Не столь, искушённый в расписании маршруток, я шёл на автобусную остановку в надежде перехватить свой «десятый» номер, по моим наблюдениям, именно в это время проезжающий здесь. Солнечный диск, устав за день, совершая свой привычный путь с востока на запад из года в год, столько веков с начала мирозданья, уже зацепился краем за линию горизонта, окрасив небо в розовый цвет, и холод ночи, как это обычно и бывает зимой, заметно окреп.
Мёрзлый утоптанный снег скрипел под ногами, и по звуку шагов совсем не представляет труда угадать человека, идущего вослед за тобой. Если поступь лёгкая, стремительная, значит молодой человек спешит куда-то, возможно на свидание с любимой девушкой или ещё куда, если же в такт шагам отстукивают каблучки, значит девушка, а тяжёлая поступь определённо выдаёт мать семейства, что с полными авоськами в обеих руках возвращается с работы и по дороге домой, зашла в магазин.
Лёгкий декабрьский ветер, нёс мне навстречу обрывки бумаг, разорванные обёртки шоколада, словно упрекая меня в безалаберном отношении к своему городу, но вынужден признаться, подобных грехов за собой не замечал. А вот подход большинства горожан и вправду к своему жилищу, мне никогда не нравилось, как не нравится удушливый смог по утрам, нависающий чёрной тучей над городом; тяжёлый бензиновый запах, обдающий от проезжающих машин и на какой-то миг, перехватывающий дыхание и к чему я так и не смог привыкнуть, но… деваться некуда, и я как-то со временем смирился со всем этим, изредка выезжая за город с друзьями, побегать и покататься на лыжах, а то и просто побывать на природе, отгораживаясь от суеты.

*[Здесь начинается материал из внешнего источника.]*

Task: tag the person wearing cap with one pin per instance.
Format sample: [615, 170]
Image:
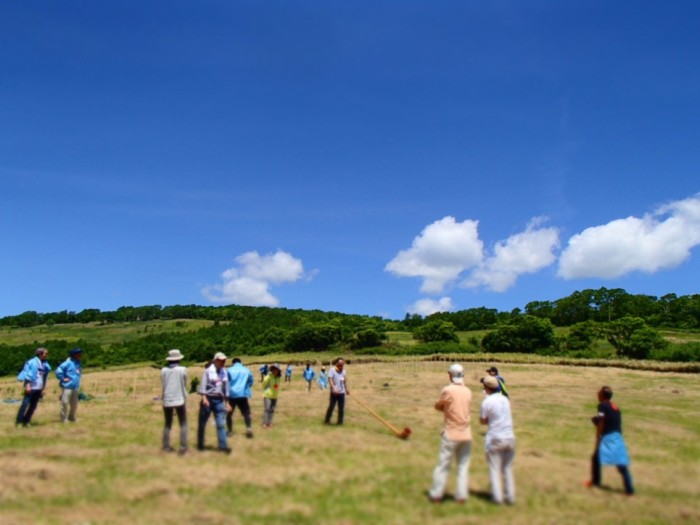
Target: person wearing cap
[309, 376]
[214, 391]
[271, 393]
[456, 443]
[610, 447]
[339, 387]
[33, 376]
[493, 372]
[69, 374]
[174, 380]
[240, 381]
[499, 440]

Мысли беспорядочно роились в голове, то удваиваясь, а то и сливаясь в одну линию: скорее бы домой и вот так неспешно, я подошёл к платформе, поприветствовал, как всегда, ожидающих автобуса, попутчиков. В эту минуту, то ли испугавшись чего-то или кого-то, а возможно и холод тому виной, воробьи, подняв гвалт, оживлённым чириканьем, взмыли в воздух и вскоре исчезли в сумерках.
Попутчики, не обращая ни на кого внимания, поглощённые беседой, продолжали обсуждать свои заботы, вперемежку ругая политику и депутатов, приправляя острым словом негодования по поводу роста цен. В любой российской стороне, будь то в глубинке или столице, мы как были совками, так ими и остались – с остервенением требующими перемен и с ужасом, ожидающими их.
До приезда автобуса оставалось ещё некоторое время, это я понял по ожесточённой полемике собеседников рядом с тобой, что заходили всё глубже и глубже в своих аргументах.
Что-то заставило меня обернуться, и я невольно замер. Не столько глазами, сколько интуитивно я увидел её. Она стояла у противоположного края платформы и так же, как я, как остальные, ждала автобуса, а он, как назло всё никак не появлялся. И не было в ней ничего особенного, тех черт, описанию которых порою до трёх-четырёх страниц отводили великие классики русской литературы Куприн и Лесков, Тургенев и Бунин, с упоением восхищаясь их соразмерностью, благородством; и не было вызывающей эротичности, коей столько строк посвятил другой классик В. Набоков, и которую активно эксплуатирует Голливуд вот уже на протяжении скольких десятилетий.
Обычная городская девушка, живущая рядом, а возможно и на другой окраине города, с кем, может статься, мы встречаемся каждый день, а однажды чуть не хватаемся за голову от нахлынувших чувств и её слов: «Я замужем», в ответ на нескромный вопрос: девушка, можно с Вами познакомиться. Именно в этот миг, я подспудно почувствовал неясное, ещё зыбкое, словно в тумане, внезапно возникшее состояние мира – чувства, захватившего меня всего. Долгополое пальто, подчёркивающее её стройную фигуру, неглубокими складками ниспадающее до щиколоток, едва не прикрывая носки сапожек на высоких каблуках-шпильках.